Damit ergibt sich die Least-Squares-Lösung zu:

\[ \mathbf{b} = \mathbf{A}^+ \mathbf{y} = (\mathbf{A}^\top \mathbf{A})^{-1} \mathbf{A}^\top \mathbf{y}. \]
  • Die Matrix \(\mathbf{A}^\top \mathbf{A}\) ist eine quadratische Symmetriematrix (\(m \times m\)).

  • Ihre Inverse gewichtet die Korrelationen zwischen den Basisfunktionen.

  • Die Lösung minimiert den euklidischen Abstand zwischen dem Messvektor \(\mathbf{y}\) und dem durch \(\mathbf{A}\mathbf{b}\) beschriebenen Modellraum.

Vorgehen in der Praxis:

Für unseren Fall würde man prakisch wiefolgt vorgehen:

  1. Transponiere: \(\mathbf{A}^\top\)

  2. Multipliziere: \(\mathbf{A}^\top \mathbf{A}\) und \(\mathbf{A}^\top \mathbf{y}\)

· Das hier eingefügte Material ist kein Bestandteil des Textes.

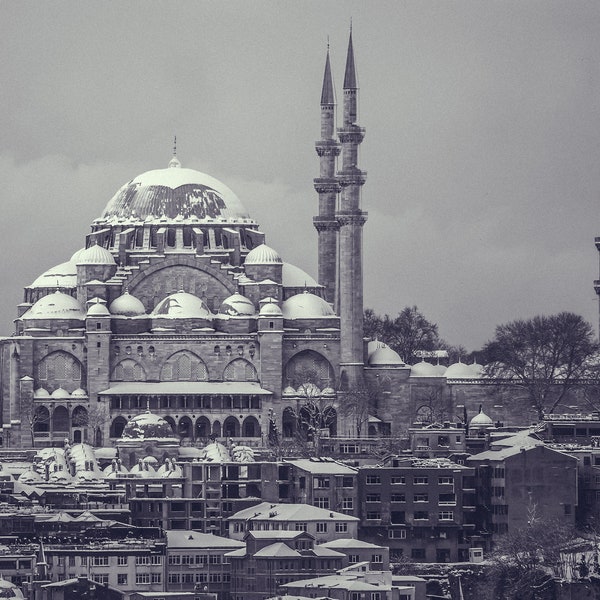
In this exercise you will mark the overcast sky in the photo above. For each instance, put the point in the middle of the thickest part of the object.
(482, 145)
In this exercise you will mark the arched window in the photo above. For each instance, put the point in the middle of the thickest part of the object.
(128, 370)
(184, 366)
(240, 370)
(59, 366)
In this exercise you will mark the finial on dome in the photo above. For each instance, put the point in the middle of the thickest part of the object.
(174, 162)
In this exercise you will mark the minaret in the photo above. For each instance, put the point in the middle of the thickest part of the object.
(351, 220)
(328, 187)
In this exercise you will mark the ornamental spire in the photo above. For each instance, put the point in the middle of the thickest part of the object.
(350, 74)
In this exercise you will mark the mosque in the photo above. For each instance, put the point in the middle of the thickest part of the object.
(176, 305)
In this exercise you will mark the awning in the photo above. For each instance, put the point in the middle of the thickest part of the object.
(185, 388)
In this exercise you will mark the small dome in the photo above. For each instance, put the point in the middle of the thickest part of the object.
(385, 356)
(306, 306)
(147, 426)
(481, 420)
(262, 255)
(60, 276)
(182, 306)
(95, 255)
(98, 309)
(127, 305)
(55, 306)
(293, 276)
(237, 306)
(459, 371)
(423, 369)
(270, 309)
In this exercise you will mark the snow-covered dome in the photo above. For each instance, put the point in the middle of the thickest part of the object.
(147, 426)
(293, 276)
(423, 369)
(262, 255)
(175, 192)
(98, 309)
(182, 305)
(55, 306)
(306, 306)
(459, 370)
(237, 306)
(95, 255)
(127, 305)
(384, 356)
(60, 276)
(481, 420)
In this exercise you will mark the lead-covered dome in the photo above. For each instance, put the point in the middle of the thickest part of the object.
(182, 305)
(174, 192)
(306, 306)
(55, 306)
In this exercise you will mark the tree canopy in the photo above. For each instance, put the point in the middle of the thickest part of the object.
(545, 356)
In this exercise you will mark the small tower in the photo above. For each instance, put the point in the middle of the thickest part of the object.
(351, 220)
(328, 187)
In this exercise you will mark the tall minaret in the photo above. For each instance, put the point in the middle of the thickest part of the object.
(328, 187)
(351, 220)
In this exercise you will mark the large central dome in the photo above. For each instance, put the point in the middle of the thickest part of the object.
(175, 192)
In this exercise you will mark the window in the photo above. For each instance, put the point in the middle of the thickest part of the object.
(397, 534)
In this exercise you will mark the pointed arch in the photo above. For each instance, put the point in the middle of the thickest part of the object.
(128, 370)
(184, 366)
(59, 366)
(239, 369)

  3. Löse nach \(\mathbf{b}\): \( \mathbf{b} = (\mathbf{A}^\top \mathbf{A})^{-1}\mathbf{A}^\top \mathbf{y}. \)

Das Ergebnis \(\mathbf{b} = [b_1, b_2]^\top\) liefert die Steigung und den Achsenabschnitt deiner Ausgleichsgeraden.

Erweiterungen#

Falls die Messpunkte unterschiedliche Unsicherheiten \(\sigma_i\) besitzen, wird die Minimierung gewichtet:

\[ S(\mathbf{b}) = (\mathbf{y} - \mathbf{A}\mathbf{b})^\top \mathbf{W} (\mathbf{y} - \mathbf{A}\mathbf{b}), \]

mit der Gewichtungsmatrix

\[ \mathbf{W} = \mathrm{diag}\!\left(\frac{1}{\sigma_1^2}, \frac{1}{\sigma_2^2}, \dots, \frac{1}{\sigma_n^2}\right). \]

Die Lösung lautet dann:

\[ \mathbf{b} = (\mathbf{A}^\top \mathbf{W} \mathbf{A})^{-1} \mathbf{A}^\top \mathbf{W} \mathbf{y}. \]

Ist das Modell nicht linear in den Parametern \(\mathbf{b}\), kann man es lokal linearisieren:

\[ f(x, \mathbf{b}) \approx f(x, \mathbf{b}_0) + \mathbf{J}(\mathbf{b} - \mathbf{b}_0), \]

mit der Jacobi-Matrix \(\mathbf{J} = \frac{\partial f}{\partial \mathbf{b}}\).
Darauf wird erneut das Least-Squares-Verfahren angewandt (iterativ, z. B. nach Gauss–Newton).

Fehlerabschätzung der Parameter#

Wenn die Standardabweichung der Residuen \(\sigma\) bekannt oder aus den Daten geschätzt ist, lässt sich die Kovarianzmatrix der Parameter angeben:

\[ \mathrm{Cov}(\mathbf{b}) = \sigma^2 (\mathbf{A}^\top \mathbf{A})^{-1}. \]

Die Diagonalelemente liefern die Varianzen der geschätzten Parameter:

\[ u_{b_i} = \sqrt{\mathrm{Cov}(\mathbf{b})_{ii}}. \]
  • Das Least-Squares-Verfahren in Matrixform liefert die optimale lineare Schätzung der Modellparameter, wenn die Messfehler zufällig und unkorreliert sind.

  • Die Lösung

\[ \mathbf{b} = (\mathbf{A}^\top \mathbf{A})^{-1} \mathbf{A}^\top \mathbf{y} \]

minimiert die Summe der quadratischen Abweichungen zwischen Modell und Messdaten.